EUROPARAT
Streit über Bewertung und wissenschaftlichen Anspruch des Kreationismus
Schon bei der Sommersession der Parlamentarischen Versammlung des Europarates kündigt sich Streit für die Herbsttagung an. Der französische Konservative Jacques Legendre betont als Vorsitzender des Kulturausschusses die "feste Entschlossenheit", beim heißen Eisen Kreationismus im Oktober erneut die Herausforderung zu suchen: Die Absetzung einer Resolution zu den Gefahren, die dem Bildungswesen durch diesen religiösen Fundamentalismus drohen, provoziert in diesem Gremium Empörung. Die "Kreationisten" bestreiten Darwins Evolutionstheorie und vertreten mit "wissenschaftlichem" Anspruch die wörtliche Auslegung der biblischen Schöpfungslehre von der Erschaffung der Welt durch einen göttlichen Willensakt.

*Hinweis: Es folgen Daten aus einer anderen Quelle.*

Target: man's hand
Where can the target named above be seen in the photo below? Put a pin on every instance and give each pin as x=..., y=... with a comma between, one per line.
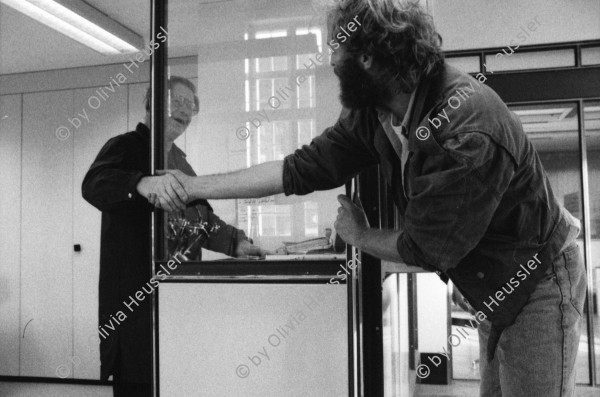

Ausschuss-Berichterstatter Guy Lengagne zeigt sich über die Verbannung seiner in der Kommission fast einstimmig gebilligten Expertise aus der Plenardebatte "schockiert" und "entsetzt". In dem Staatenbund würden "die Weichen für eine Rückkehr ins Mittelalter gestellt", zürnt der französische Sozialist.
Während der Kulturausschuss in die Offensive geht, halten sich dessen Gegner nach ihrem Coup im Plenum vorerst bedeckt. Den Antrag auf Absetzung von der Tagesordnung hatte der belgische Christdemokrat Luc Van den Brande gestellt, für den Lengagnes Papier "unausgewogen" ist: 63 von 119 Volksvertretern folgten ohne inhaltliche Erörterung dem Ansinnen des EVP-Fraktionschefs. Für Legendre kam dieser Beschluss "irregulär" zustande. Dieser Konflikt über den Kreationismus weist Züge eines Kulturkampfs auf. Die Aufregung verwundert nicht, legen die Kulturpolitiker doch den Finger in eine Wunde, die auch in Europa zu schwären beginnt.
Bislang ziehen Evangelikale vor allem in den USA gegen Darwins Evolutionstheorie zu Felde: Zwecks Durchsetzung ihrer religiösen Dogmen in der Gesellschaft wollen diese ultrakonservativen Christen in einem ersten Schritt erreichen, dass ihre Ideologie des "Intelligent Design" als moderne Variante des biblischen Schöpfungsglaubens an Schulen gleichberechtigt mit Biologie unterrichtet wird.
Lengagne nennt zahlreiche Beispiele aus diversen Ländern für Versuche, europäische Schulen ebenfalls dem Kreationismus zu öffnen - auch an zwei Schulen in Hessen. Der Kulturausschuss des Europarats spricht dem Kreationismus den Charakter einer Wissenschaft ab und betont, dass diese Lehre an den Schulen nicht gleichberechtigt neben der wissenschaftlichen Evolutionstheorie behandelt werden dürfe. Letztlich seien die Kreationisten darauf aus, "die Demokratie durch eine Theokratie zu ersetzen". Die Kulturpolitiker heben hervor, dass der Kreationismus als Glaube zu respektieren sei und in den Religionsunterricht integriert werden könne. Der SPD-Abgeordnete Wolfgang Wodarg betont ebenfalls, dass der Kreationismus kein wissenschaftliches Schulfach werden dürfe. Der Vize-Vorsitzende des Kulturausschusses plädiert indes dafür, Lengagnes Papier zu überarbeiten: Man dürfe auch die Evolutionstheorie nicht zum Dogma erklären - allerdings aus wissenschaftlichen Erwägungen und keinesfalls im Sinne des Kreationismus.
Einen Eklat gab es bei der Sommersession auch wegen des vom Plenum gebilligten Berichts des Sonderermittlers Dick Marty, der Polen und Rumänien vorwirft, CIA-Geheimgefängnisse für Terrorverdächtige geduldet zu haben: Aus Protest gegen diesen Beschluss wollen die rumänischen Abgeordneten die Sitzungen des Europarats-Parlaments bis auf Weiteres boykottieren.